Psychological tendencies we dislike and critique, that irritate and get on our nerves, can over time get rooted in us, as much out of repulsion as attraction.

One becomes so troubled by what one observes in others, or in general social norms and trends of ‘thought’, that one is compelled to amplify its importance, its negative impact, and so one sets out to set things right.

One crafts various ‘charms’ to keep the unpleasant influences away, but this often just brings them closer in less obvious ways. Not infrequently, even when I think I’m speaking on my own behalf, I’m just foolishly trying to account for and make up for the lack of thinking I perceive, or rather project, in others. The narcissism implied in the attitude is obvious. This easily becomes occasion to make a fool of myself, in displays of seriousness that convey more than anything my own frustration and anger at not feeling I fit in or can relate. The other side of this coin is dissimilation, withdrawal, multifarious pity.

One acts as if the grief and fury funneled into a musing might propitiate the entire assemblage of confusions that seemed to have made it necessary, including one’s own beguilement at having anything more to do with it – as is often the case with ‘political tirades’ that are as vehement as they are self-consciously impotent.

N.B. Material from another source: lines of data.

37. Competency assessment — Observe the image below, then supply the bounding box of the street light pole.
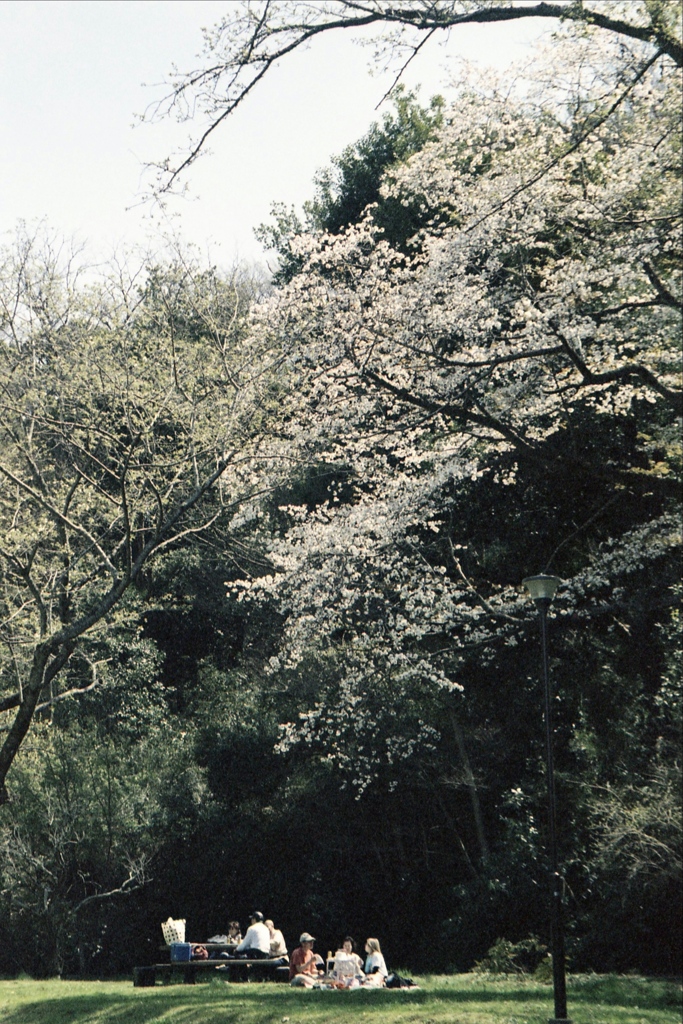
[523,575,572,1024]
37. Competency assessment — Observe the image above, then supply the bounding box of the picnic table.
[133,943,290,986]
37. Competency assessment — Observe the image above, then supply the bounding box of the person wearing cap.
[233,912,271,959]
[289,932,321,986]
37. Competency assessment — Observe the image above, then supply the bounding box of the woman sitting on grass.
[331,936,364,986]
[363,938,388,986]
[334,937,364,974]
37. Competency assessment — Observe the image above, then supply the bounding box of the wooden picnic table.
[135,944,289,986]
[160,942,237,953]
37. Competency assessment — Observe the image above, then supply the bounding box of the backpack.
[386,972,417,988]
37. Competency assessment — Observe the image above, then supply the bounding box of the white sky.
[0,0,550,268]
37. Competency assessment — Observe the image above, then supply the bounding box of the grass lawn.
[0,973,680,1024]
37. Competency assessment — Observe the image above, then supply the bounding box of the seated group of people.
[210,912,288,961]
[290,933,387,988]
[208,915,396,989]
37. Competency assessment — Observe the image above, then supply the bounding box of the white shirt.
[269,928,288,955]
[334,950,364,974]
[365,951,388,977]
[236,921,271,954]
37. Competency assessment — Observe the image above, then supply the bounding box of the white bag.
[161,917,186,944]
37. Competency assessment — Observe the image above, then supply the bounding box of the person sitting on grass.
[289,932,323,987]
[333,936,364,982]
[363,938,388,986]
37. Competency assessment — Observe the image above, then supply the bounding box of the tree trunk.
[451,712,490,866]
[0,645,50,804]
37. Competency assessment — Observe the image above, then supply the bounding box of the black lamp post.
[522,574,572,1024]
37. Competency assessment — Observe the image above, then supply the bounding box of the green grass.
[0,974,680,1024]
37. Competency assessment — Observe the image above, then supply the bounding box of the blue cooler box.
[170,942,192,962]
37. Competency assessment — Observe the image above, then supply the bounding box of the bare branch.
[0,463,120,581]
[447,540,521,623]
[72,860,149,914]
[145,1,680,195]
[0,677,100,727]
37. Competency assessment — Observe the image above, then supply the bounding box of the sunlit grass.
[0,974,680,1024]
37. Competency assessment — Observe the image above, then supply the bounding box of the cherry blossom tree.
[231,26,681,796]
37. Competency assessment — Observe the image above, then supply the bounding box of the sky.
[0,1,550,268]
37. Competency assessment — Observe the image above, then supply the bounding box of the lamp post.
[522,574,572,1024]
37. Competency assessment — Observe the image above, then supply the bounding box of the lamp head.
[523,574,561,604]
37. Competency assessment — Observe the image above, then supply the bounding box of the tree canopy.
[234,21,681,786]
[255,87,445,283]
[1,1,680,981]
[220,15,680,970]
[0,234,282,802]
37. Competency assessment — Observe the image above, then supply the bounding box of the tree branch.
[72,861,149,914]
[0,655,106,720]
[147,0,680,194]
[0,451,240,800]
[463,47,666,236]
[447,540,521,623]
[0,642,74,805]
[0,463,120,580]
[557,335,683,415]
[361,366,680,496]
[642,260,682,311]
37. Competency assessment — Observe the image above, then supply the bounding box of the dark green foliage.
[3,397,679,977]
[305,86,444,241]
[255,88,444,283]
[473,935,549,976]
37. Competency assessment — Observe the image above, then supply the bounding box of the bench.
[133,957,290,986]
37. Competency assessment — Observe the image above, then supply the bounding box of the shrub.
[473,936,549,976]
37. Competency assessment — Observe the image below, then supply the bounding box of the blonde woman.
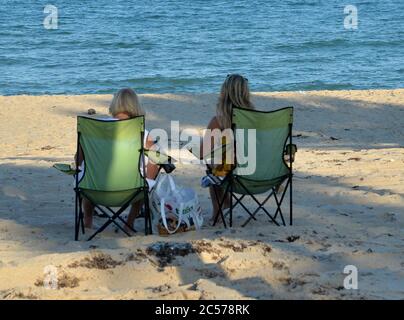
[77,88,159,232]
[201,74,254,224]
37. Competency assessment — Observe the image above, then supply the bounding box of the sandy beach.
[0,89,403,300]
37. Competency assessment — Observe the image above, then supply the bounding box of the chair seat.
[79,188,144,207]
[229,175,289,195]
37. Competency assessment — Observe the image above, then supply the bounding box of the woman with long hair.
[202,74,254,224]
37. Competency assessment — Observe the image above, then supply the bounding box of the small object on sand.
[330,136,339,140]
[41,145,55,151]
[87,108,96,115]
[286,235,300,242]
[275,235,300,243]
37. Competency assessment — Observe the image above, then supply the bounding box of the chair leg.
[148,204,153,235]
[213,184,229,228]
[79,196,85,234]
[234,195,258,227]
[290,175,293,226]
[241,193,277,227]
[144,206,148,236]
[229,184,233,228]
[87,218,111,241]
[144,190,152,235]
[87,203,132,241]
[74,193,79,241]
[237,180,276,227]
[232,177,292,228]
[270,179,293,227]
[273,190,286,226]
[241,204,262,227]
[111,218,131,236]
[103,206,137,233]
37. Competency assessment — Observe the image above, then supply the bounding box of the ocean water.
[1,0,403,95]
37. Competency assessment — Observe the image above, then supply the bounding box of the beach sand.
[0,89,403,300]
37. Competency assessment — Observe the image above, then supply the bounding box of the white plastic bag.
[150,174,203,235]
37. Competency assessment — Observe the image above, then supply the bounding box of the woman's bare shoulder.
[207,116,221,130]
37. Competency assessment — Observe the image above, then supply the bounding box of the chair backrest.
[232,106,293,182]
[77,116,145,192]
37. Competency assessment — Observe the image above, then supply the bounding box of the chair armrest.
[284,144,297,163]
[144,149,172,164]
[53,163,76,175]
[144,149,176,173]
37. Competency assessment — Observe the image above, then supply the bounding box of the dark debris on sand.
[146,239,273,269]
[275,235,300,243]
[193,239,271,255]
[146,242,195,268]
[217,240,247,252]
[192,240,221,255]
[126,249,148,263]
[35,271,80,289]
[68,253,123,270]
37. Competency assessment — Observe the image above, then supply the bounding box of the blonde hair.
[109,88,144,118]
[216,74,254,129]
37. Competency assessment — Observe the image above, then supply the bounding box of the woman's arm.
[145,135,155,150]
[145,135,160,179]
[199,116,221,159]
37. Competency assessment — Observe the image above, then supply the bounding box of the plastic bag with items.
[150,174,203,235]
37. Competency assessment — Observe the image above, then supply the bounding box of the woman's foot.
[123,225,136,236]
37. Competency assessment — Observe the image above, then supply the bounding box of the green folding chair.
[55,116,172,241]
[210,106,296,227]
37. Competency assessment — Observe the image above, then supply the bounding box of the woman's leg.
[146,161,160,180]
[124,161,159,231]
[125,200,142,232]
[82,197,94,228]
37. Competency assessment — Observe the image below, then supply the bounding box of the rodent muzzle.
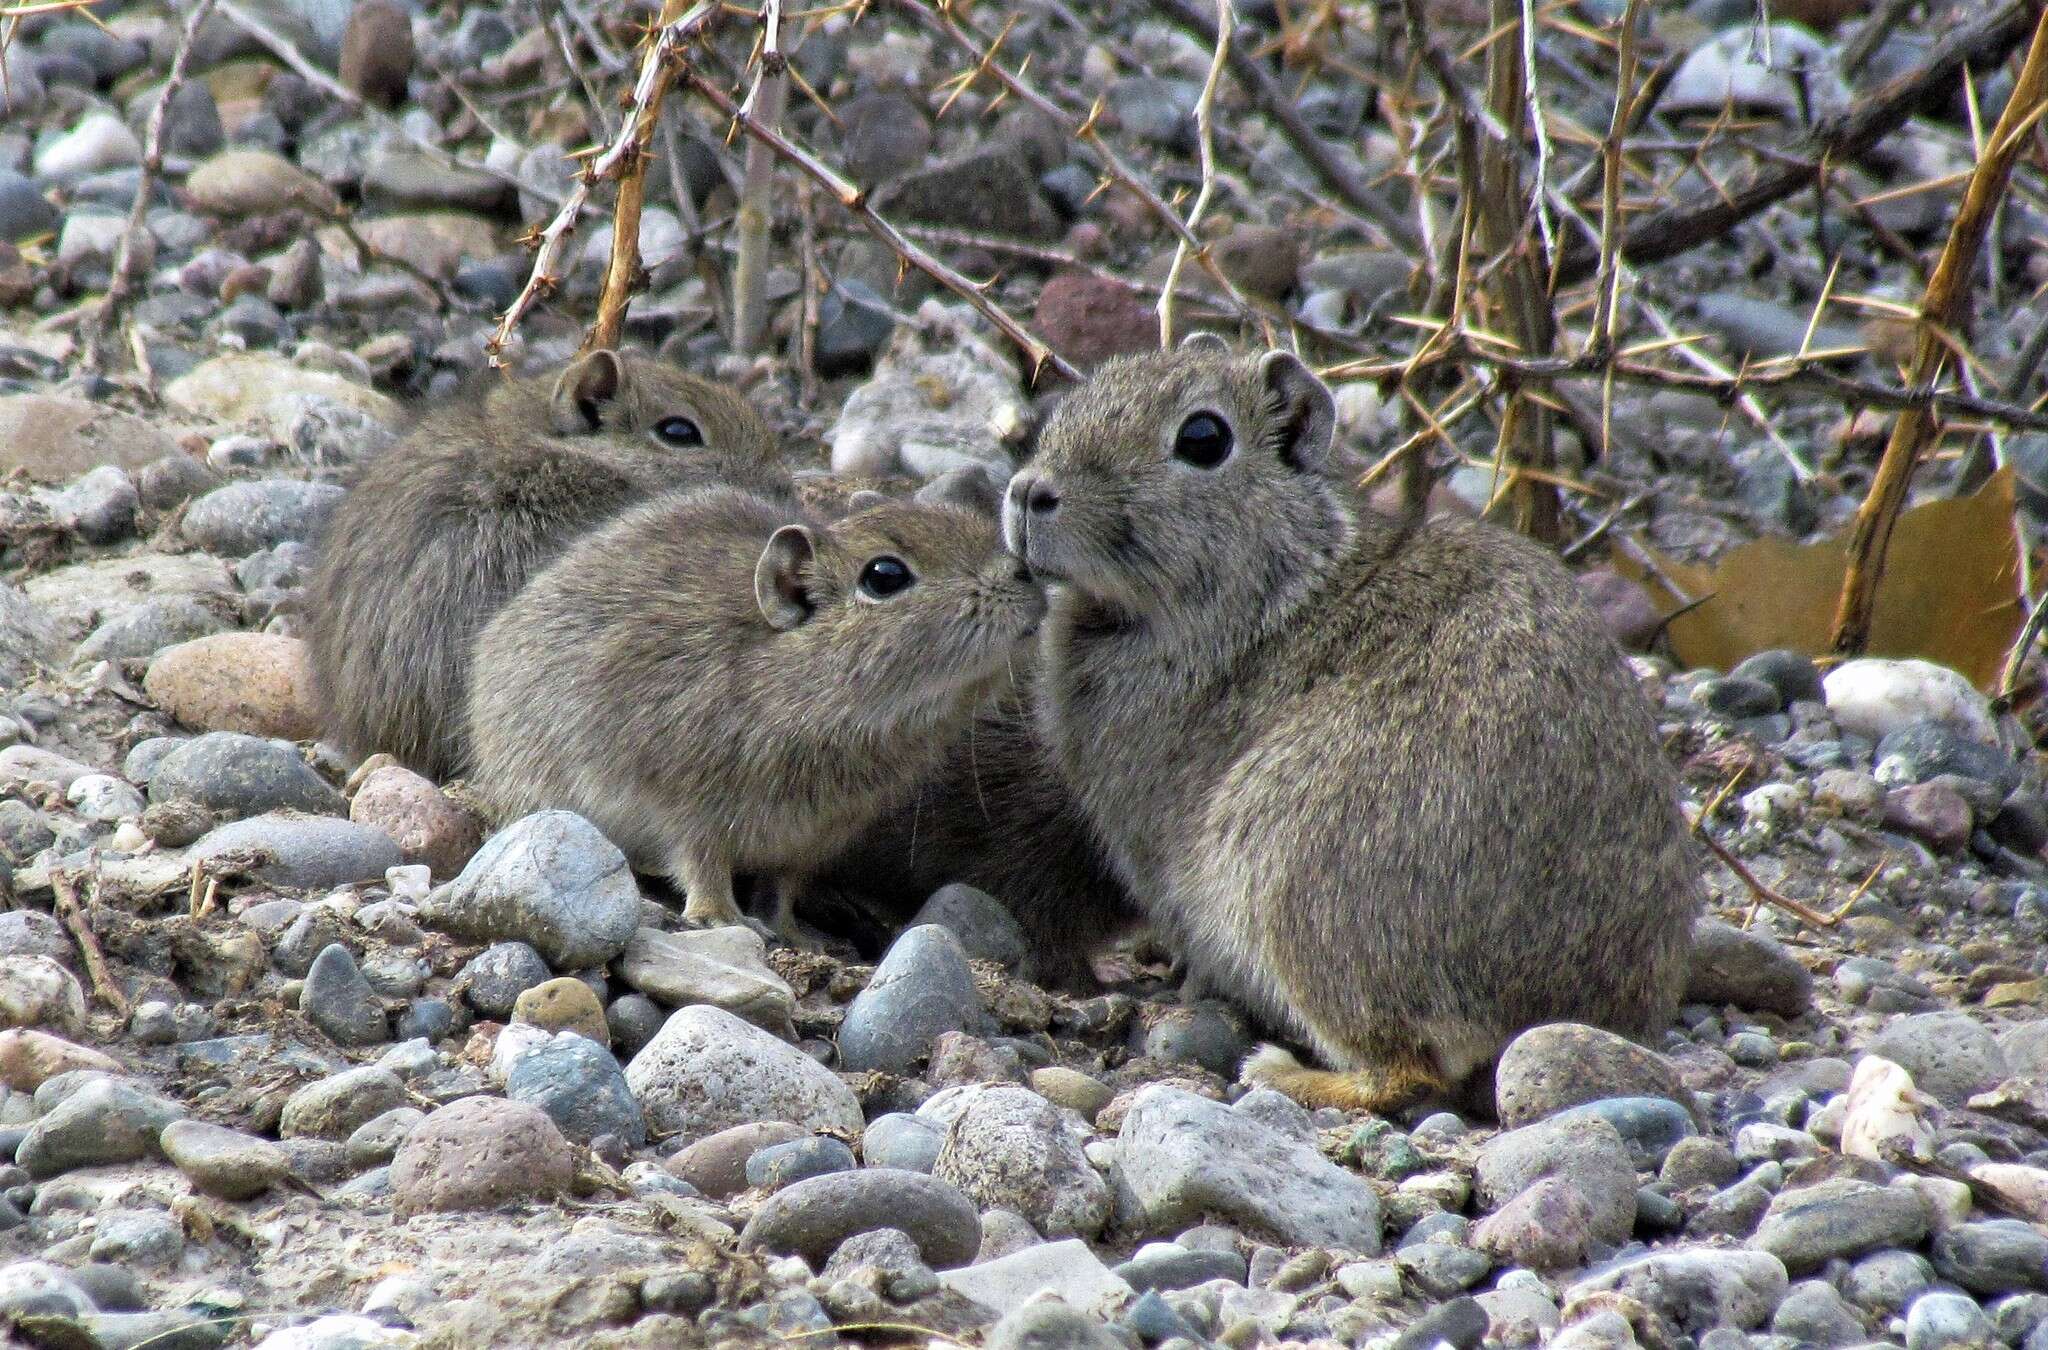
[1002,473,1061,566]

Some part of ourselves rises up to have its voice heard, as it supposes to bring clarity to chaos, but often it is only a release of tension, a performance meant to reassert a prowess, superiority, or self-respect. It is a way to gain distance from a conflict by announcing it and putting oneself in conflict with it. An act of intellectual war.

Followed, often enough, by a bad hangover consisting in futility, regret, embarrassment, powerlessness—isolations inevitably accompanying a mind that ‘betrays too much’ of its own inner workings, often enough just to demonstrate to itself it still ‘works’.

The beautiful soul fails to recognize that he not only contributes to, but in a way produces from within himself, the intellectual disorder he perceives as bearing down on him from the outside world.